On 05/02/2018 22:47, Volker Braun wrote:
> On Monday, February 5, 2018 at 8:14:12 PM UTC+1, vdelecroix wrote:
>>
>> And without having gmpy2 it is hard to set pplpy a standalone
>> package.
>
>
>
> Obviously thats the only real argument here; The question is, whats in it
> for Sage users? None of your arguments are particularly convincing. >> And I see several point in making it happen
>> - a potentially much larger user base
>>
>
>
> In other words, by making ppl complicated to use from Sage we can get rid
> of all users on that side?
How complicated? It would help with another example that is not about
factoring 10. You again ignore the fact that most Sage users (not you)
are using the PPL interface through the Polyhedron/MILP classes and not
directly. I don't see how moving to pplpy would prevent any Sage
user from using it.
As a general remark, more integration with standard standalone Python
libraries such as gmpy2, numpy, scipy, sympy is a good move not a
negative one. Even from a Sage user point of view.
Note also that even though pplpy return gmpy2 mpz/mpq, Sage
Integer/Rational are accepted as inputs in pplpy classes thanks
to #29928 and the efforts in upstream gmpy2.

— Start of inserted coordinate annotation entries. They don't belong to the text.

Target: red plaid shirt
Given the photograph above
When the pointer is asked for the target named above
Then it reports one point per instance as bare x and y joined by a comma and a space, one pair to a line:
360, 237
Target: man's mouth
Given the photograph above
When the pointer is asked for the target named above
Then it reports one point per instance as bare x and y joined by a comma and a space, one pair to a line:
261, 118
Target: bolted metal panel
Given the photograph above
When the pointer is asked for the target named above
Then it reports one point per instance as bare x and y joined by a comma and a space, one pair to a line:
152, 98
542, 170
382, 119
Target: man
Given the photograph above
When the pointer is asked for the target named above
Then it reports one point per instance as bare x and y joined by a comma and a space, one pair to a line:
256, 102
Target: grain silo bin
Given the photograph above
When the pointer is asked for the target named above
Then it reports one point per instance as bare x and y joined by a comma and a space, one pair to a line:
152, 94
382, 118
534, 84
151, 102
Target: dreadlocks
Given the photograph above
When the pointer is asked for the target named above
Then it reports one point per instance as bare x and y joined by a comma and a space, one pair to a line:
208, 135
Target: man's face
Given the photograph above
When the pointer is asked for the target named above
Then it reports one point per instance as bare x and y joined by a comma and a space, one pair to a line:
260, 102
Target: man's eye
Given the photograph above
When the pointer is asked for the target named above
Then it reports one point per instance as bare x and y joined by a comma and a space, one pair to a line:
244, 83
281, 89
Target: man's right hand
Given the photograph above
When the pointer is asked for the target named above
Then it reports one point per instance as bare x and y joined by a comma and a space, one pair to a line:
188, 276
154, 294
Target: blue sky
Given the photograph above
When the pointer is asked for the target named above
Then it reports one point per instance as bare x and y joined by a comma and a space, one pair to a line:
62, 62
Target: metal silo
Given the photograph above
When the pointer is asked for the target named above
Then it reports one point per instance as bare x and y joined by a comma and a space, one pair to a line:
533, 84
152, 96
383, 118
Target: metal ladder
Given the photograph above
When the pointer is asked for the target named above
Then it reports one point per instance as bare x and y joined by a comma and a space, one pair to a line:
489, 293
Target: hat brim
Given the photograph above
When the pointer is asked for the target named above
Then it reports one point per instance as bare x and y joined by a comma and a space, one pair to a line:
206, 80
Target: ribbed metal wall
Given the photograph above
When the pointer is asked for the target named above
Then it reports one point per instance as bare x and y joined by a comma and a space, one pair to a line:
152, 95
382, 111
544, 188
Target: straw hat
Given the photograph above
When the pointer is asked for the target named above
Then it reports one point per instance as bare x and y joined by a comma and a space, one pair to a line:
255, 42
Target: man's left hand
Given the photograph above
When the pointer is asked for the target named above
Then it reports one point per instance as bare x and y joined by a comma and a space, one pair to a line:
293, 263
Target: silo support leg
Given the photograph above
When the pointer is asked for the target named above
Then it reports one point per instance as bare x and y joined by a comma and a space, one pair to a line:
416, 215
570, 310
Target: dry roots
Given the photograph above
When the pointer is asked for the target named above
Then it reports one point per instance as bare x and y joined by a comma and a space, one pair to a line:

> A better implementation would be to make the integer implementation(s) a
> build-time option; pplpy could internally use a fused type for all
> available implementations.
This is indeed a good point that is very close to a discussion we had
with M. Köppe and J. Demeyer in #21725. Jeroen pushed hard to have it
the way it is with gmpy2 while I was more toward a fused type for return
values as you suggested. However, I now think that having a Python
module whose API is different with and without Sage is a bad thing (=
more confusing). The gmpy2 way is a simple way of having a Sage
complient and Python independent module.